Dans un parallèle avec la pièce « Jeanne et les post-humains », lors d’un procès assez semblable à celui de la pucelle d’Orléans, on cherche à faire reconnaître à l’héroïne qu’elle a été manipulée par les ennemis de la « démocratie mondiale ». Ceux-ci l’auraient déprogrammée afin qu’elle couche de la manière la plus naturelle avec son collègue de travail. Ses accusateurs, d’abord insensibles, finiront par ressentir ce qu’ils se refusaient jusqu’alors, la prévalence de la nature humaine, un retour du naturel trop refoulé, une nature chassée qui revient au galop. Cette même nature que le transhumanisme cherche à modifier, augmenter, rendre sans défaut.

 

Comment ne pas entendre alors, les paroles de saint Paul dans le chapitre 12 de sa deuxième lettre aux Corinthiens ? « (…) pour m’empêcher de me surestimer, j’ai reçu dans ma chair une écharde, un envoyé de Satan qui est là pour me gifler, pour empêcher que je me surestime. Par trois fois, j’ai prié le Seigneur de l’écarter de moi. Mais il m’a déclaré : « Ma grâce te suffit, car ma puissance donne toute sa mesure dans la faiblesse. «  C’est donc très volontiers que je mettrai plutôt ma fierté dans mes faiblesses, afin que la puissance du Christ fasse en moi sa demeure. »

 

Au-delà du nécessaire et bienvenu progrès médical, il ne s’agit pas de s’inquiéter de la simple prothèse qui vient réparer une infirmité ou un accident de vie mais bel et bien de la création d’un homme augmenté, j’oserais dire « sur-naturel » ! Dans un tel monde, nul besoin d’être prophète pour concevoir la place laissée à l’infirme, à la personne handicapée de naissance passée outre les mailles de plus en plus fines du filet de dépistage pré-implantatoire, prénatal, échographique et sanguin.

 

Si le Seigneur nous invite, par la voix de saint Paul, à mettre notre fierté dans nos faiblesses, c’est pour accueillir le Christ, Dieu fait homme ; Celui qui a pris nos doutes, nos souffrances, nos faiblesses, nos péchés et nous a sauvés par sa mort et sa résurrection.
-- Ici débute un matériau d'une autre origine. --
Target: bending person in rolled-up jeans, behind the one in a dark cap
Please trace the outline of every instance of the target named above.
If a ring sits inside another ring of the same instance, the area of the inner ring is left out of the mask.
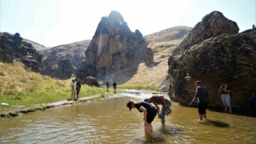
[[[151,103],[151,102],[154,103],[154,106],[156,106],[156,108],[158,110],[158,118],[161,118],[162,126],[166,126],[165,125],[165,122],[166,122],[165,116],[167,114],[171,113],[171,110],[170,110],[171,102],[170,102],[170,100],[168,100],[167,98],[164,98],[163,96],[153,95],[150,98],[144,99],[144,101],[149,102],[149,103]],[[160,114],[159,114],[159,106],[158,105],[162,105],[162,110],[161,110]]]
Quel salut pour l’homme fait Dieu dans un monde égalisé, nivelé, augmenté sans autre espoir qu’une vie terrestre éternelle, gorgée de Soma et de performances sans cesse repoussées… ? Une bien triste vie en fait, bien loin de l’Espérance qui nous habite (cf. 1 P 3, 15) et que nous avons l’audace de proclamer à temps et à contretemps (cf. 2 Tm 4, 2).

 

• Dokétik

Juin 2015

 

[1] Guillaume de Prémare est consultant en communication, ancien président de La Manif Pour Tous et délégué général d’Ichtus.

[2] Eric Letty est éditorialiste au magazine Monde et Vie.

[3] NBIC : Nano, Bio-technologies, Intelligence artificielle, science Cognitive.